22. Model Comparison#
import matplotlib.pyplot as plt
import numpy as np
import seaborn as sns
import pandas as pd
from sklearn import datasets
from sklearn import cluster
from sklearn import svm
from sklearn import tree
# import the whole model selection module
from sklearn import model_selection
sns.set_theme(palette='colorblind')
# load and split the data
iris_X, iris_y = datasets.load_iris(return_X_y=True)
iris_X_train, iris_X_test, iris_y_train, iris_y_test = model_selection.train_test_split(
iris_X,iris_y, test_size =.2)
# create dt,
dt = tree.DecisionTreeClassifier()
# set param grid
params_dt = {'criterion':['gini','entropy'],
'max_depth':[2,3,4,5,6],
'min_samples_leaf':list(range(2,20,2))}
# create optimizer
dt_opt = model_selection.GridSearchCV(dt,params_dt,cv=10)
# optimize the dt parameters
dt_opt.fit(iris_X_train,iris_y_train)
# store the results in a dataframe
dt_df = pd.DataFrame(dt_opt.cv_results_)
# create svm, its parameter grid and optimizer
svm_clf = svm.SVC()
param_grid = {'kernel':['linear','rbf'], 'C':[.5, .75,1,2,5,7, 10]}
svm_opt = model_selection.GridSearchCV(svm_clf,param_grid,cv=10)

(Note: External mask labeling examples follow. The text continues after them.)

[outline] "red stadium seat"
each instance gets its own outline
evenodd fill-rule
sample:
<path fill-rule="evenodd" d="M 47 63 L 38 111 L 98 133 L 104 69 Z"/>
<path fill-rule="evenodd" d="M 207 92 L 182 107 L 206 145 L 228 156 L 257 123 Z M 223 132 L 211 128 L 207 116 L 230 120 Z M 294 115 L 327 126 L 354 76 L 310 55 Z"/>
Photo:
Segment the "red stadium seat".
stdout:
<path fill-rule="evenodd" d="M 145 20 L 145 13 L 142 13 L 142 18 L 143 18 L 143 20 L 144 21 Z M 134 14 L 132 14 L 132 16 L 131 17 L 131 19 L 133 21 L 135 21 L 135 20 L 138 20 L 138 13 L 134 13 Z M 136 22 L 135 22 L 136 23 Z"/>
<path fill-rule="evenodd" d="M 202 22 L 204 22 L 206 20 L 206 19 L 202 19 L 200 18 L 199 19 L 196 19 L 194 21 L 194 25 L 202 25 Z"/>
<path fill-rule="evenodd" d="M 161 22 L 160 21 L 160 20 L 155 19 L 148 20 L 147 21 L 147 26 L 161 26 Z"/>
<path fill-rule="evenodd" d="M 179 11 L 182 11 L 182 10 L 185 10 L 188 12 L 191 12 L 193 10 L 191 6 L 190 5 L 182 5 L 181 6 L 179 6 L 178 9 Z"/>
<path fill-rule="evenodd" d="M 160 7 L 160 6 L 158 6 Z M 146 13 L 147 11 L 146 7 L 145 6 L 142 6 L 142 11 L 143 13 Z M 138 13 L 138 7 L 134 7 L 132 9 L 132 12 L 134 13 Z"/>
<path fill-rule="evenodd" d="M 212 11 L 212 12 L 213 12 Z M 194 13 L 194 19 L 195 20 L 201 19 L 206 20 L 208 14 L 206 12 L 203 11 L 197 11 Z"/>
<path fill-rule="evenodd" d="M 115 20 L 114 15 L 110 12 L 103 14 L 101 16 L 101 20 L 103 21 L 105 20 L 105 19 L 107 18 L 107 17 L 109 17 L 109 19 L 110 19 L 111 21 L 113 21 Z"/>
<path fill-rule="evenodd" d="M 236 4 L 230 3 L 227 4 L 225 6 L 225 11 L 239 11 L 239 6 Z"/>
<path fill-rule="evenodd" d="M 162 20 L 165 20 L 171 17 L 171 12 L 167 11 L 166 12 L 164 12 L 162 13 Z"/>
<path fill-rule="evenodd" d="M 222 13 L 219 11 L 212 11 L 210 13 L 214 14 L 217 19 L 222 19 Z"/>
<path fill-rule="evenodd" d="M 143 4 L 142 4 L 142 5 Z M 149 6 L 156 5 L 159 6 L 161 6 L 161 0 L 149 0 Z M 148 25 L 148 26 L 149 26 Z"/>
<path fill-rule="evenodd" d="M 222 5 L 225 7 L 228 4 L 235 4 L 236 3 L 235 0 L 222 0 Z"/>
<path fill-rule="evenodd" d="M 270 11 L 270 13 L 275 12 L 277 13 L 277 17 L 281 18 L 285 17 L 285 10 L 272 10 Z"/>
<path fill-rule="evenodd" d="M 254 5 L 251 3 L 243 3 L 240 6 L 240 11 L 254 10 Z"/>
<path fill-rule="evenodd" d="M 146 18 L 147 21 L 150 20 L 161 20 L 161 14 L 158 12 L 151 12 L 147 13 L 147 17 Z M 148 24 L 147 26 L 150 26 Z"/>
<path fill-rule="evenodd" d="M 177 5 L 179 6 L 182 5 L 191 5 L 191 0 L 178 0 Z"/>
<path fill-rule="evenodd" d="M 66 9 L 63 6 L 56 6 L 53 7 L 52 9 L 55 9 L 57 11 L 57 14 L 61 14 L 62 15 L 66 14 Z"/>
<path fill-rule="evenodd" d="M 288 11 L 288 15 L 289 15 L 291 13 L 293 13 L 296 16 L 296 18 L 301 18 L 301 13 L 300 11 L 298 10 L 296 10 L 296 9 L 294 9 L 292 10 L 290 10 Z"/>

# optmize the svm put the CV results in a dataframe
svm_opt.fit(iris_X_train,iris_y_train)
sv_df = pd.DataFrame(svm_opt.cv_results_)
So we have redone some familiar code. We have found the optimal parameters for best accuracy for two different classifiers, SVM and Decision tree on our data.
This is extra detail we did not do in class for time reasons
We can use EDA to understand how the score varied across all of the parameter settings we tried.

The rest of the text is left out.